US-Senat verschiebt CLARITY Act wegen Fokus auf Russland-Sanktionen
In den jüngsten Entwicklungen im Bereich der Krypto-Regulierung hat der US-Senat die Beratungen über das mit Spannung erwartete CLARITY Act verschoben. Diese Verzögerung tritt ein, da sich die legislativen Prioritäten auf die Verhängung neuer Sanktionen gegen Russland und die Bewältigung kritischer Bundesernennungen verlagern. Laut Berichten von CoinDesk haben begrenzte Zeit und konkurrierende Prioritäten die Diskussionen über dieses entscheidende Stück Kryptowährungsgesetzgebung zurückgedrängt.
Legislative Prioritäten verschieben sich weg von Krypto-Klarheit
Der republikanische Mehrheitsführer im Senat, John Thune, hat den Fokus auf dringendere Anliegen wie Bundesernennungen und Sanktionspakete gegen Russland gelegt. Diese Prioritäten haben wenig Raum für den Fortschritt des CLARITY Act zu diesem Zeitpunkt gelassen.
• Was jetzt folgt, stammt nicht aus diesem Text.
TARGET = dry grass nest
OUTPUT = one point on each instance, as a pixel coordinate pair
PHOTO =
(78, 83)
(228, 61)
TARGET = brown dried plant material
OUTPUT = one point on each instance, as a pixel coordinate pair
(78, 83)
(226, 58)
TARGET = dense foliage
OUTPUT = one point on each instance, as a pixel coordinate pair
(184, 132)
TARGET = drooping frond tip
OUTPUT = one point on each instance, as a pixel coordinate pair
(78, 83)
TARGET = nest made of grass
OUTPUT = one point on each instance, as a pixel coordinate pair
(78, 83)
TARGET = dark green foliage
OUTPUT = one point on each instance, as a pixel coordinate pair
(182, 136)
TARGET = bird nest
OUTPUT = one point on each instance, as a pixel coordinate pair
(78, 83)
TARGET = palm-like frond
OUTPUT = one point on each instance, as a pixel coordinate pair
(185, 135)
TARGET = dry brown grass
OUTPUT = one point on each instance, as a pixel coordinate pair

- Darüber hinaus erschweren prozedurale Beschränkungen die gleichzeitige Bearbeitung mehrerer kontroverser Gesetzesentwürfe im Senat.
- Folglich wurde das CLARITY Act vorübergehend beiseitegeschoben.
Ethische Überlegungen: Ein großes Hindernis
Ein bedeutendes Hindernis für das CLARITY Act ist seine Bestimmung, die hochrangigen US-Beamten – einschließlich Präsident Donald Trump – verbietet, sich mit Kryptowährungsprojekten zu beschäftigen oder diese zu unterstützen. Diese Bestimmung bleibt ein umstrittenes Thema, das eine Einigung unter den Gesetzgebern verhindert.
- Laut Quellen von CoinDesk ist das Gesetz auch dann, wenn die Diskussionen wieder aufgenommen werden, aufgrund dieser ethischen Überlegungen noch nicht bereit für eine endgültige Abstimmung.
Potentieller Zeitplan für die Wiederaufnahme
John Thune hatte zuvor die Absicht geäußert, das Gesetz vor der Sommerpause des Kongresses voranzubringen; jedoch muss zunächst ausreichende senatoriale Unterstützung gesichert werden. Reporter vermuten ein wahrscheinliches Szenario, in dem die Abstimmung möglicherweise erst in den letzten Tagen der Senatssitzungen vor der Sommerpause, die am 8. August beginnt, erfolgt.
- Sollten sich weitere Verzögerungen ergeben, die es über die Sommerpause hinaus ohne Genehmigung hinausschieben – in Grayscales Einschätzung – könnten politische Manöver im Zusammenhang mit den bevorstehenden Zwischenwahlen seinen Durchgang weiter erschweren.
Zusammenfassend bleibt der Weg nach vorn unsicher, aber entscheidend für die Gestaltung zukünftiger Rahmenbedingungen zur Regulierung digitaler Währungsmärkte weltweit, während legislative Hindernisse und ethische Debatten über die offizielle Teilnahme an Krypto-Initiativen fortbestehen.